The most recent sweeping change to our nation’s model of freedom is the FCC’s paving of the road for the Internet to become the next federal utility. Not only did this decision not run through our representative legislature… it didn’t pass through any of the three rings in our governmental circus. It was declared by the cotton candy vendors outside the big top! And, it only took three candy peddlers to make it happen. Commissioner Ajit Pai, one of the two cotton candy vendors who stood against net neutrality said, “The Internet is not broken. There is no problem for the government to solve.” Yet, the three commissioners that were in the majority (that’s right, it only took three people to monumentally shift America’s internet access) reversed the course that has been maintained since the origin of the world wide web simply because, “President Obama told us to do so”, according to Pai.
Again, as a boy, I sang along with Schoolhouse Rock, condemning King George III when he said:
“Anything, do it my way, now,
Anything, do it my way
Don’t you get to feeling independent,
‘Cause I’m going to force you to obey”
I’m having a real hard time seeing how this FCC move is any different.
Now, don’t get me wrong. I understand that our nation has changed for the better throughout history and we, as a people, should constantly strive to be a greater nation. But this progress should always be guided by the Constitution, the Declaration of Independence, the Legislative process, and the American principles of One From Many (E Pluribus Unum), In God We Trust, and Liberty. Also, throughout my lifetime, the White House, Congress and the Courts have swung from left to right several times. And, I was raised to honor the positions and institutions of our officials regardless of how I may feel about them personally. “The office of the President is greater than whomever sits in the big chair,” as my dad said. But this was all based on my faith in our governmental system and a universal set of values.
Which brings me to intentional parenting.
I don’t care which side of the aisle you sit on, nor does it matter if you agree or disagree with my assessments of the sweeping changes that have rapidly been put in place over recent years. Whether you lean to the left or to the right, these are current events that are too important for you to ignore, and too important to not discuss with your children. Now, of course, I don’t expect debates on the merits or lack thereof of Obamacare with your kindergartner, but with your fifth or sixth grader?
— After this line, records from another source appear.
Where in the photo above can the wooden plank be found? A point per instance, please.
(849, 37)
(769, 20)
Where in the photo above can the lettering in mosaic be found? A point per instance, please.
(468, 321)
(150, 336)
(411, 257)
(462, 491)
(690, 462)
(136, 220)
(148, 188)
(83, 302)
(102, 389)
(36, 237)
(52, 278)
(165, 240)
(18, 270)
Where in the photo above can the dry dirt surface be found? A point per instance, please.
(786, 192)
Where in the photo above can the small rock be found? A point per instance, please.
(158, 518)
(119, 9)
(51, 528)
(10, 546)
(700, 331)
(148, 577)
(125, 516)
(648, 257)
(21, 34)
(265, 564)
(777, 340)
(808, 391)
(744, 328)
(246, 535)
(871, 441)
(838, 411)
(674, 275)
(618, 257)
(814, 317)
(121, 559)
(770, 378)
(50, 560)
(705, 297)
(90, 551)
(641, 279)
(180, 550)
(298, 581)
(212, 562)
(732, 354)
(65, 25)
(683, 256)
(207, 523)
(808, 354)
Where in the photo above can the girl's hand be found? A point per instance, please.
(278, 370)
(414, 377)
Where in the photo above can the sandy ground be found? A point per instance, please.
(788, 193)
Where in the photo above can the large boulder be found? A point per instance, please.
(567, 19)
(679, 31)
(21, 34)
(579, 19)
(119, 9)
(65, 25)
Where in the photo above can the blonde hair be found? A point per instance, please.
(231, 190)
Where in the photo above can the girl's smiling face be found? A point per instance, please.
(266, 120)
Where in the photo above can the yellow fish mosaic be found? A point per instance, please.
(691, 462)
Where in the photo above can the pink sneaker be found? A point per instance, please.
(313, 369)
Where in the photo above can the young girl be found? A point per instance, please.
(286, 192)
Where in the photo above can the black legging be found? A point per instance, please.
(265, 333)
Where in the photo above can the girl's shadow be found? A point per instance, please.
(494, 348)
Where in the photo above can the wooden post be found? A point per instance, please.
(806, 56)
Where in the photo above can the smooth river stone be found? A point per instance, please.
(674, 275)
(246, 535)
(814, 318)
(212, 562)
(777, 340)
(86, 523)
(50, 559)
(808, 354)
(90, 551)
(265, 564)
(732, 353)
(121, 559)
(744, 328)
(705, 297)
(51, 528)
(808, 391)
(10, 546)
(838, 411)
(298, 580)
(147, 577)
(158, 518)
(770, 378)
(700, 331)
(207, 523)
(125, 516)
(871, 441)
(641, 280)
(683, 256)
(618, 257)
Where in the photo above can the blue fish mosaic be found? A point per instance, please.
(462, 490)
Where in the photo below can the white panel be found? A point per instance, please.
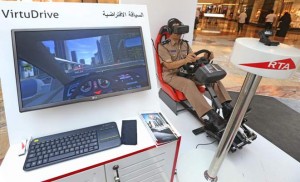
(73, 116)
(148, 166)
(93, 175)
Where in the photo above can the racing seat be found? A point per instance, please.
(171, 97)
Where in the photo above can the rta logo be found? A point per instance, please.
(285, 64)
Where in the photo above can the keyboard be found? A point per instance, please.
(64, 146)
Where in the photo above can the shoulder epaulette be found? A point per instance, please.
(165, 41)
(185, 41)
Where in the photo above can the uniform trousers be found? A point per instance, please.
(197, 100)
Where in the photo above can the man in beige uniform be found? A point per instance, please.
(174, 53)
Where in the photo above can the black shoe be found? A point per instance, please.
(227, 110)
(215, 121)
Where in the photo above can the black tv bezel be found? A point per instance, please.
(78, 100)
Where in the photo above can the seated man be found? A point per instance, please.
(174, 53)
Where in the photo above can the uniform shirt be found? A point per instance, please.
(170, 52)
(242, 17)
(270, 18)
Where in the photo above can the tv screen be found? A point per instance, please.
(63, 66)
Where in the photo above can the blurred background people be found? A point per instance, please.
(284, 25)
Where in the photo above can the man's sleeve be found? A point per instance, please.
(164, 54)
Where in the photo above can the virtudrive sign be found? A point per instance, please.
(29, 14)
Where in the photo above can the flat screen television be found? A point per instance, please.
(62, 66)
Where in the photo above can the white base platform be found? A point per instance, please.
(260, 161)
(193, 164)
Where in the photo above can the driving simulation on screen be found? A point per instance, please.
(57, 67)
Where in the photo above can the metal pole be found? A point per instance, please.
(248, 90)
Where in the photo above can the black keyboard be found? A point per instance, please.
(60, 147)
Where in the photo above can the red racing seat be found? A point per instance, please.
(170, 96)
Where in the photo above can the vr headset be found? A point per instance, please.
(177, 27)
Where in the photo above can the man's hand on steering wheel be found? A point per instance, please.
(210, 57)
(190, 58)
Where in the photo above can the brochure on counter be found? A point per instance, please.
(160, 129)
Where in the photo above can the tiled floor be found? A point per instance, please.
(221, 44)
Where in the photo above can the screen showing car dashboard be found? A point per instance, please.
(63, 66)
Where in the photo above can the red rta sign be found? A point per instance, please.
(284, 64)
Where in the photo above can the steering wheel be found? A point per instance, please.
(189, 69)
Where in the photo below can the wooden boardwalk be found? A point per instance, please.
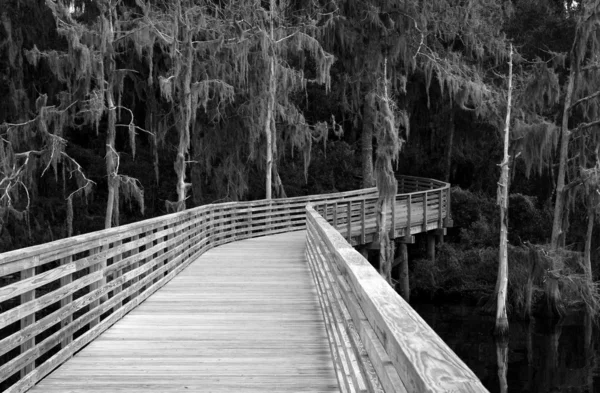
(243, 317)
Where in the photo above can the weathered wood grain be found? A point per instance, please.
(242, 317)
(143, 256)
(423, 361)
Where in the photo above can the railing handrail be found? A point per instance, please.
(377, 322)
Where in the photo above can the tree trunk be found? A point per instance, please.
(564, 152)
(111, 133)
(184, 130)
(502, 360)
(552, 289)
(501, 317)
(449, 147)
(270, 121)
(367, 146)
(587, 254)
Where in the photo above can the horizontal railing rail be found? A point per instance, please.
(57, 297)
(379, 343)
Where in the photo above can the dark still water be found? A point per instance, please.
(542, 357)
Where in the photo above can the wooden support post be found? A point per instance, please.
(404, 282)
(335, 215)
(66, 280)
(425, 212)
(431, 246)
(407, 233)
(28, 320)
(363, 228)
(448, 219)
(440, 210)
(393, 223)
(249, 232)
(349, 222)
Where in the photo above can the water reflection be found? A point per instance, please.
(540, 357)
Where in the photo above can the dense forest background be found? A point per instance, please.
(114, 111)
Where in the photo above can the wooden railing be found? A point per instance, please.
(57, 297)
(379, 343)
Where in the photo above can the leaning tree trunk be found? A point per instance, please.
(184, 131)
(449, 147)
(111, 133)
(367, 145)
(387, 150)
(111, 159)
(564, 152)
(502, 284)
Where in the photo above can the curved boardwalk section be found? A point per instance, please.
(227, 298)
(244, 317)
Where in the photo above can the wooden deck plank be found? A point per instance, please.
(244, 317)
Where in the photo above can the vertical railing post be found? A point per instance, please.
(117, 273)
(335, 214)
(425, 212)
(393, 223)
(135, 264)
(440, 205)
(249, 220)
(66, 280)
(363, 228)
(448, 219)
(94, 268)
(29, 319)
(349, 222)
(408, 216)
(233, 230)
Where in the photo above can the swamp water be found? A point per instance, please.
(542, 357)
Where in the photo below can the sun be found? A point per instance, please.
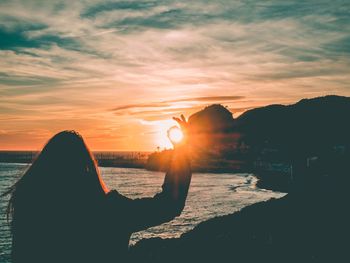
(175, 134)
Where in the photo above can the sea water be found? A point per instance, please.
(210, 195)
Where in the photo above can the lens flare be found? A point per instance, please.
(175, 134)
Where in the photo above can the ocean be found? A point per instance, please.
(219, 194)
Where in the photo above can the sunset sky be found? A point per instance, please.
(117, 71)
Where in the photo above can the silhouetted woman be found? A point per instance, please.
(63, 212)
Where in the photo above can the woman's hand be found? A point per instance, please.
(184, 126)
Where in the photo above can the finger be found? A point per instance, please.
(177, 120)
(183, 118)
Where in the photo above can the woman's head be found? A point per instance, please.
(64, 171)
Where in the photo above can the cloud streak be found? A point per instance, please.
(145, 59)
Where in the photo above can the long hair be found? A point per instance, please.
(65, 170)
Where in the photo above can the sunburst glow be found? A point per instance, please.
(175, 134)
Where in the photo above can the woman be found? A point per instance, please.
(63, 212)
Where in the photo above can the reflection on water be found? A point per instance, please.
(210, 195)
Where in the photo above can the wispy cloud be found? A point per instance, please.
(156, 58)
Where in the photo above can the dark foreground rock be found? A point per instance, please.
(310, 224)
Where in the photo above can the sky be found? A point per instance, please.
(117, 71)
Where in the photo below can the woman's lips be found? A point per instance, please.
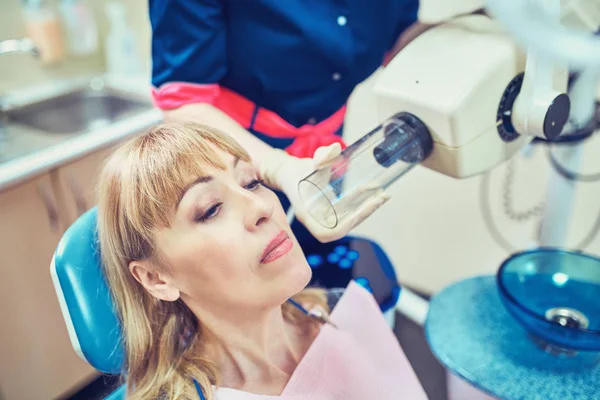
(279, 246)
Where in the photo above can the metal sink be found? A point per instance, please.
(77, 111)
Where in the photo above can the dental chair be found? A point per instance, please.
(90, 315)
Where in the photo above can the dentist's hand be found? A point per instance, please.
(283, 172)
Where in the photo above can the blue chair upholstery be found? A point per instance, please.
(90, 314)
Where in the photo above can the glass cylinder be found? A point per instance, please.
(365, 168)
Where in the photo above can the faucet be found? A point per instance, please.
(11, 46)
(24, 45)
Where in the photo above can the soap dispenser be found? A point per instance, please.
(43, 27)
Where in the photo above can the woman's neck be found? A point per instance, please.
(255, 351)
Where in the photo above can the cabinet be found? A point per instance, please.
(37, 360)
(75, 184)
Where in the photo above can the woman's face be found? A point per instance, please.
(229, 242)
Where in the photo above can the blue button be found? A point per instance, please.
(314, 260)
(333, 258)
(341, 250)
(364, 282)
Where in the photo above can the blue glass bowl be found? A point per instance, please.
(555, 295)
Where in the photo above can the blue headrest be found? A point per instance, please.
(85, 299)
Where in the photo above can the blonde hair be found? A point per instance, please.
(137, 192)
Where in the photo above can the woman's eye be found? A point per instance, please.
(254, 184)
(210, 213)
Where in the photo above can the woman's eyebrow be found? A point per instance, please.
(201, 179)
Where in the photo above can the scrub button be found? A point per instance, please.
(341, 250)
(333, 258)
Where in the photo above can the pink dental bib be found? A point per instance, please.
(361, 359)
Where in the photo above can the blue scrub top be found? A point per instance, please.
(301, 59)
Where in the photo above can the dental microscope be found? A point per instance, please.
(461, 99)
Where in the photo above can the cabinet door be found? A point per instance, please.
(75, 183)
(37, 360)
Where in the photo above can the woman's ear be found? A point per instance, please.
(155, 283)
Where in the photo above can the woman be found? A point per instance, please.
(208, 280)
(273, 74)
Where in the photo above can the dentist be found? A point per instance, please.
(276, 75)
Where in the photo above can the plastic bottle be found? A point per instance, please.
(121, 48)
(80, 27)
Absolutely. If we don’t, and simply assume that they will become aware of and interested in social studies in their own time, then that time will certainly come too late. However, if we plant the seeds in their minds at an early age that, as was sung in “I’m Just A Bill”, that us folks back home can make a difference in what laws are passed in D.C., then maybe, just maybe, we might raise a generation of Americans who value our liberties, more than gallop poles.
You see, for me it boils down to this: there have been so many rapid and far-reaching changes recently, created outside the institutional and Constitutional process, that it is now increasingly difficult to maintain any hope, optimism or respect for the government officials I once rocked out to on Saturday mornings.
Sadly, I can see a day when my sons load up Schoolhouse Rock’s Greatest Hits on their heavily taxed Internet browser, hear these amazing songs and ask me with eyes filled with wonder, “What country is this that they’re singing about and can we move there?”